How to read data from nested directories in Apache Spark SQL? - programming tips about Spark SQL on waitingforcode.com

Sometimes your data may be stored in a nested hierarchy, like:

bartosz:/tmp/test-nested-wildcard$ tree
.
├── 11
│   ├── 11.json
│   └── 22
│       ├── 22a.json
│       ├── 22b.json
│       └── 33
│           └── 33.json
└── 12
    └── 12.json

4 directories, 5 files

And if you're wondering whether you can read it with Apache Spark, yes - you can.

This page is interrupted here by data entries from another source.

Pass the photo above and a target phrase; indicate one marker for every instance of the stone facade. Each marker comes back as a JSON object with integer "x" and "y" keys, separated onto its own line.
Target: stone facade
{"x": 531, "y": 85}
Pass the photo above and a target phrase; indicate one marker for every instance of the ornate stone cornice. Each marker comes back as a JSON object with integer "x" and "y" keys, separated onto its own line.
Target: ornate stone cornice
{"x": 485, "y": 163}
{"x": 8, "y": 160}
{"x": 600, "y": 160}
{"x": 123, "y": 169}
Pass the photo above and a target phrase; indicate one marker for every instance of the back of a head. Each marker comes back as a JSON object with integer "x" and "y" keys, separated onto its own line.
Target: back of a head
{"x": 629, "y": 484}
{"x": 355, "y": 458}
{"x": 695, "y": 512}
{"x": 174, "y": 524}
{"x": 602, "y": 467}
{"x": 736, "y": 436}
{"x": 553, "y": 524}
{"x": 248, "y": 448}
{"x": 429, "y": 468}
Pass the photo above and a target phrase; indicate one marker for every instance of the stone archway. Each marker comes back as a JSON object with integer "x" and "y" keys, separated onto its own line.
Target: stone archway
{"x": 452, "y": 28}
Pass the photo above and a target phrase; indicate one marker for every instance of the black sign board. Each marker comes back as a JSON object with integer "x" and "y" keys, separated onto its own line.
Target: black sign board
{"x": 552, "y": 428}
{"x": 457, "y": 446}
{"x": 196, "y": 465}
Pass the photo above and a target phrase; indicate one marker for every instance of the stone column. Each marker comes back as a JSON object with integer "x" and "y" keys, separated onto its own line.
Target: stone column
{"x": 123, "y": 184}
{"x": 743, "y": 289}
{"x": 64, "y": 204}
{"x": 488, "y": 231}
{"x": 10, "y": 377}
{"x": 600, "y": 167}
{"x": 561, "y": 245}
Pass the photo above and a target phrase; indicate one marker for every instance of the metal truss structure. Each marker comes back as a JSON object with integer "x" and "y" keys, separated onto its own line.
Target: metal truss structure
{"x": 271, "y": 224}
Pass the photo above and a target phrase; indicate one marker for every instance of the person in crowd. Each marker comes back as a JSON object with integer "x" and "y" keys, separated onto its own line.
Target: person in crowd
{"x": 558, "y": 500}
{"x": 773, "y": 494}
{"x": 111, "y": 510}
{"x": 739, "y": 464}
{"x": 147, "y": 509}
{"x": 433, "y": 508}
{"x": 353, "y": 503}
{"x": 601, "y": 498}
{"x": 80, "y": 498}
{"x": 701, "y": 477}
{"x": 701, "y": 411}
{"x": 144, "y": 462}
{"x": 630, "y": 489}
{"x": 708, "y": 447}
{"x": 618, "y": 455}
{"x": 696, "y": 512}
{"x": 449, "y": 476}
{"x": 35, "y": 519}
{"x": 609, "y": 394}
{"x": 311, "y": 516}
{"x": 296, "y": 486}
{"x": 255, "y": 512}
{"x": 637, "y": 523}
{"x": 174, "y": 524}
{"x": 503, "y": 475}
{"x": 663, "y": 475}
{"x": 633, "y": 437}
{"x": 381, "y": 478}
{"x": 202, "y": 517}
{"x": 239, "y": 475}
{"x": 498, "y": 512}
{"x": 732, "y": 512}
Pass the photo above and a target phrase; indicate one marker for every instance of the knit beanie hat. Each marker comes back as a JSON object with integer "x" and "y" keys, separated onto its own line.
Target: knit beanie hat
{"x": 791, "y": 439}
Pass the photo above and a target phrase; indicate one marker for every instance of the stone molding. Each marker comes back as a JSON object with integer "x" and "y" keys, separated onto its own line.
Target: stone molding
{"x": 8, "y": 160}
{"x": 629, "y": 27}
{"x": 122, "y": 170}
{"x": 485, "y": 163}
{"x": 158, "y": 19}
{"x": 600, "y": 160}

You can use a wildcard sign ("*") at every level and, for instance, retrieve all data from directories under /tmp/test-nested-wildcard/11:

  "Apache Spark" should "read nested data with 3 wildcards" in {
    val sparkSession = SparkSession.builder()
      .appName("Nested hierarchy").master("local[*]").getOrCreate()
    import sparkSession.implicits._

    val readData = sparkSession.read.json(s"${baseDir}/*/*/*").map(row => row.getAs[String]("letter"))
      .collect()

    readData should have size 3
    readData should contain allElementsOf Seq("C", "B", "B")
  }

You can also retrieve the data with a partial wildcard ("1*" in the example):

  "Apache Spark" should "read nested data with a partial wildcard" in {
    val sparkSession = SparkSession.builder()
      .appName("Nested hierarchy").master("local[*]").getOrCreate()
    import sparkSession.implicits._

    val readData = sparkSession.read.json(s"${baseDir}/1*/*/*").map(row => row.getAs[String]("letter"))
      .collect()

    readData should have size 3
    readData should contain allElementsOf Seq("C", "B", "B")
  }